White House Office of Urban Affairs

Agency overview
- Formed: February 19, 2009; 17 years ago
- Dissolved: January 20, 2017; 9 years ago (ceased operating)
- Website: obamawhitehouse.archives.gov/administration/eop/oua

= White House Office of Urban Affairs =

Part of the Executive Office of the President of the United States

The White House Office of Urban Affairs is an office within the White House Office, part of the Executive Office of the President of the United States.

==History==
The Office was established under Executive Order 13503, issued by President Barack Obama on February 19, 2009. It is headed by a director, who is assisted by a deputy director. The director was charged with reporting jointly to the Assistant to the President for Intergovernmental Affairs and Public Liaison and to the Assistant to the President for Domestic Policy. The first director was Adolfo Carrión Jr. On May 3, 2010, Carrión departed the post, and deputy director Derek Douglas became acting director, though Carrión was never formally replaced. Douglas departed the position at the end of 2011 and was also never formally replaced.

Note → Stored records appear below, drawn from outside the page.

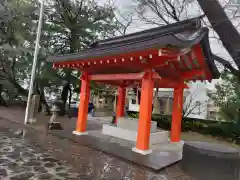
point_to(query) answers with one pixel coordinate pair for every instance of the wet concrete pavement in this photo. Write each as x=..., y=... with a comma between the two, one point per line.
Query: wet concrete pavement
x=74, y=160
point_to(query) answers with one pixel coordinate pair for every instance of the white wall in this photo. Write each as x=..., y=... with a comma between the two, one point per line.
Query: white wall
x=198, y=92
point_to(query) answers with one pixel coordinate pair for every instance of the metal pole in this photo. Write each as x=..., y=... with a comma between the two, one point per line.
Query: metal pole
x=34, y=61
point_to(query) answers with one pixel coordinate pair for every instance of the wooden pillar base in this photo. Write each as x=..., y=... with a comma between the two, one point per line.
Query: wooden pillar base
x=177, y=115
x=142, y=152
x=144, y=123
x=80, y=133
x=120, y=103
x=81, y=125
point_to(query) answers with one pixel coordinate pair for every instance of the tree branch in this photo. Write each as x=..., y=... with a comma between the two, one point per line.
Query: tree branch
x=226, y=64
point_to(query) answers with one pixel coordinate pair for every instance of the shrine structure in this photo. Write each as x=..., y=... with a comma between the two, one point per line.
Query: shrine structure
x=164, y=57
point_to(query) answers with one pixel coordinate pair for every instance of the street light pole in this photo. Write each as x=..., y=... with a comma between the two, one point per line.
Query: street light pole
x=34, y=61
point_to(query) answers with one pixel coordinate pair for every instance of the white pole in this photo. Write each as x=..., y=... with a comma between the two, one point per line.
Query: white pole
x=34, y=61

The Office lacked regulatory authority or observable influence, and has not been used since the 2017 inauguration of Donald Trump.

==Mission==
The purpose of the office is to provide leadership for and coordinate the development of the policy agenda for urban America across executive departments and agencies and with this also to coordinate all aspects of urban policy with all executive departments and agencies to ensure that any policy developed has been examined for its impact on urban affairs. The office also works to ensure that federal government dollars targeted to urban areas are effectively spent on the highest-impact programs; and to engage in outreach and work closely with state and local officials, with nonprofit organizations, and with the private sector, both in seeking input regarding the development of a comprehensive urban policy and in ensuring that the implementation of federal programs advances the objectives of that policy.